Hay figuras políticas que envejecen con cierta dignidad institucional, Y luego está Aznar. En una de sus intervenciones públicas, ayer el expresidente volvió a demostrar su oportunismo destructivo: utilizar una crisis humanitaria y de seguridad nacional en Ceuta, no para empujar en favor de la estabilidad, sino para echar más gasolina al fuego del debate diplomático. Estamos ante un ajuste de cuentas.
Aznar ha vinculado directamente el drama migratorio en la frontera sur con la ruptura de relaciones del Gobierno español con el Ejecutivo genocida de Netanyahu. Según su tesis, señalar el exterminio en Gaza como lo que es, un genocidio respaldado por organismos internacionales y la conciencia jurídica global, constituye "antisemitismo puro y duro" y nos prive del amparo de un "aliado estratégico".
El discurso de Aznar no solo es éticamente impresentable, sino geopolíticamente suicida.

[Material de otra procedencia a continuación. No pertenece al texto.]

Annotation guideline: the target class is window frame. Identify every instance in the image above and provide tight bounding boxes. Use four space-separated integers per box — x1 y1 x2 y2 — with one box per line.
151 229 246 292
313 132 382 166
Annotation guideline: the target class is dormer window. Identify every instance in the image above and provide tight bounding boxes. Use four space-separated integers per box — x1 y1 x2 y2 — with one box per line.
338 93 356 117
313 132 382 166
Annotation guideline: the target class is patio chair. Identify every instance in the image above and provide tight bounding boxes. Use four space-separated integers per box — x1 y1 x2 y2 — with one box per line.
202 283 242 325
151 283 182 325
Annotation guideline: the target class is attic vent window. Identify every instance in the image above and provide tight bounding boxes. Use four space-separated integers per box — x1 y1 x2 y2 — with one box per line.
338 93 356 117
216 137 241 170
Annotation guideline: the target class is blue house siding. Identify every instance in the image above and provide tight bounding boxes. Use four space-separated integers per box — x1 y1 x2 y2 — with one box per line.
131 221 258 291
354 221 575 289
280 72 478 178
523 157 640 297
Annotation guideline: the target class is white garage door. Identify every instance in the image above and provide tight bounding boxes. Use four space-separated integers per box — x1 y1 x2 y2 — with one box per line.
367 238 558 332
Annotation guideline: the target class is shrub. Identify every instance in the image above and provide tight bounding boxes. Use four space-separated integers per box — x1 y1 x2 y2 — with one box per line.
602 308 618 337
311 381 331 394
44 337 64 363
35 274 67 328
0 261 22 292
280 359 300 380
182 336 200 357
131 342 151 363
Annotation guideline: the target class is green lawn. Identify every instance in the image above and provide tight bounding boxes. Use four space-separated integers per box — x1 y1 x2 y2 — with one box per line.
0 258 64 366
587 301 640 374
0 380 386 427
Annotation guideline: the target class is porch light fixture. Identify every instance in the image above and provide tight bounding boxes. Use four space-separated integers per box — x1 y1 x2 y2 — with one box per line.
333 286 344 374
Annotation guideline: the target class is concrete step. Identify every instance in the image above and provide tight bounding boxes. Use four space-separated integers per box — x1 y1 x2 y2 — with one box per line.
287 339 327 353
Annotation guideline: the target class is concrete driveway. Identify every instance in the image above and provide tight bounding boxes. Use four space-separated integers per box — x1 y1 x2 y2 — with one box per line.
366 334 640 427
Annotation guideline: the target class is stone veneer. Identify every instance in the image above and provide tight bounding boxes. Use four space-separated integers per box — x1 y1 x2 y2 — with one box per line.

Presentar al régimen de Netanyahu como la "línea de defensa de Occidente" mientras se justifica la masacre de decenas de miles de civiles en Palestina demuestra un marco ideológico sumiso ante el más fuerte. Pretender que España deba blanquear crímenes de guerra a cambio de un supuesto y dudoso colchón de seguridad exterior invalida cualquier idea de soberanía en base al respeto a los Derechos Humanos.
Lo que resulta escandaloso es que por un lado se exija una solución a la situación de Ceuta y por otra se use esta crisis como ariete de desgaste interno. Un estadista de verdad, buscaría consensos de Estado ante episodios de vulnerabilidad fronteriza; un pirómano instrumentaliza el sufrimiento en la frontera para validar la agenda de la extrema derecha internacional y chantajear moralmente al que (parece que a su pesar) es su país.
Aznar no busca soluciones para Ceuta ni para la política exterior española. Busca perpetuar esa doctrina atlantista radical que ya nos arrastró en el pasado a escenarios nefastos. España no necesita pedir perdón por situarse en el lado correcto de la historia ni por condenar barbaries, por mucho que a la vieja guardia de la derecha le incomode la dignidad internacional.